Authored by dmgreen on Oct 24 2019, 9:30 AM.

Details

Summary

Now that we have the intrinsics, we can add VLD2/4 and VST2/4 lowering for MVE. This works the same way as Neon, recognising the load/shuffles combination and converting them into intrinsics in a pre-isel pass, which just calls getMaxSupportedInterleaveFactor, lowerInterleavedLoad and lowerInterleavedStore.

The main difference to Neon is that we do not have a VLD3 instruction. Otherwise most of the code works very similarly, with just some minor differences in the form of the intrinsics to work around. VLD3 is disabled by making isLegalInterleavedAccessType return false for those cases.

We may need some other future adjustments, such as VLD4 take up half the available registers so should maybe cost more. This patch should get the basics in though.

Diff Detail

Event Timeline

dmgreen created this revision.Oct 24 2019, 9:30 AM
Herald added a project: Restricted Project. · View Herald TranscriptOct 24 2019, 9:30 AM
samparker added inline comments.Oct 28 2019, 4:26 AM
llvm/lib/Target/ARM/ARMISelLowering.cpp
16984

What is Factor here? Is it not the number of elements..?

17040

debug

17212

How about performing this with a loop?

dmgreen marked 3 inline comments as done.Oct 30 2019, 11:37 AM
dmgreen added inline comments.
llvm/lib/Target/ARM/ARMISelLowering.cpp
16984

Factor is the "n" in "vldn". So 2 or 4 for MVE, but also 3 for Neon. It comes from the elements of the shuffle, like the example in the comment at the start of this function.

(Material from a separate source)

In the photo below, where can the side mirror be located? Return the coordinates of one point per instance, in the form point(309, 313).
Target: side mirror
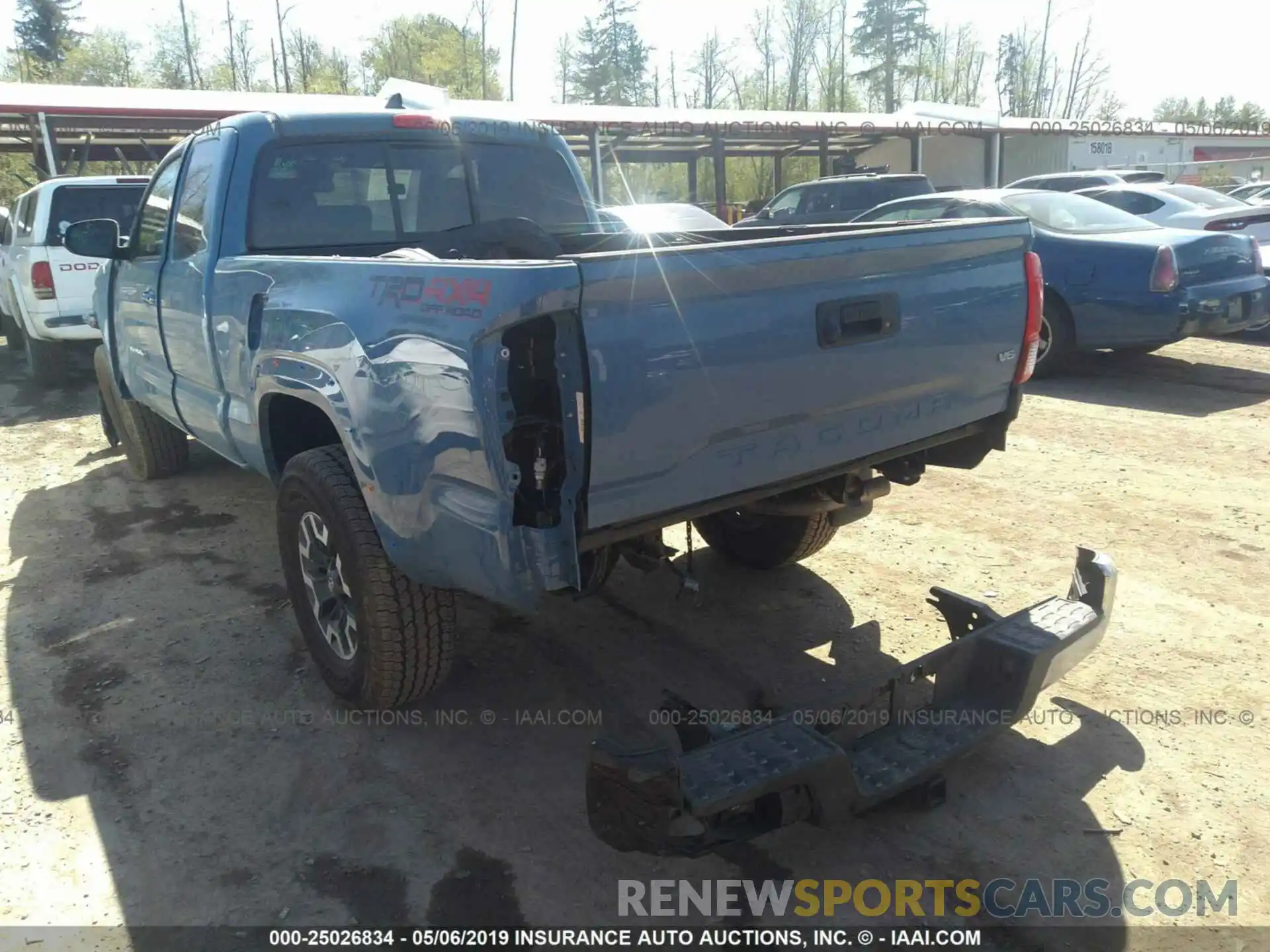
point(95, 238)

We really just need it to say that a VLD3 isn't legal on MVE.

17040

Ah!

17212

Yeah. Nice suggestion. It involves a pop because of the last item changing, but looks better.

dmgreen updated this revision to Diff 227148.Oct 30 2019, 11:38 AM

Thanks. I've updated with the suggestions.

Also:

  • Added a load of extra tests.
  • Updated the cost model a little, notably for smaller than legal types that look like interleaves but actually use a single load with a vrev or a vmovn or something like it.
  • Err, formatted =)
samparker added inline comments.Nov 4 2019, 6:50 AM
llvm/lib/Target/ARM/ARMTargetTransformInfo.cpp
817

if this is handling the smaller vector types, shouldn't this be <= 64 instead? Is the 2 below 'Factor'? If so it would be good to use the variable name or a clear explanation of what it is.

dmgreen marked an inline comment as done.Nov 5 2019, 6:57 AM
dmgreen added inline comments.
llvm/lib/Target/ARM/ARMTargetTransformInfo.cpp
817

Oh, yeah, it's SrcVecTy, so yes <= 64 will be fine (128 will already be handled in the above if).

The 2 below is VLDR, VREV or VLDR; VMOVN. 2 Instructions though. I'll add a comment.

dmgreen updated this revision to Diff 227887.Nov 5 2019, 8:29 AM
dmgreen marked an inline comment as done.

Updated "vmovn" cost check.

samparker accepted this revision.Nov 6 2019, 2:03 AM

Nice one. LGTM

This revision is now accepted and ready to land.Nov 6 2019, 2:03 AM
This revision was automatically updated to reflect the committed changes.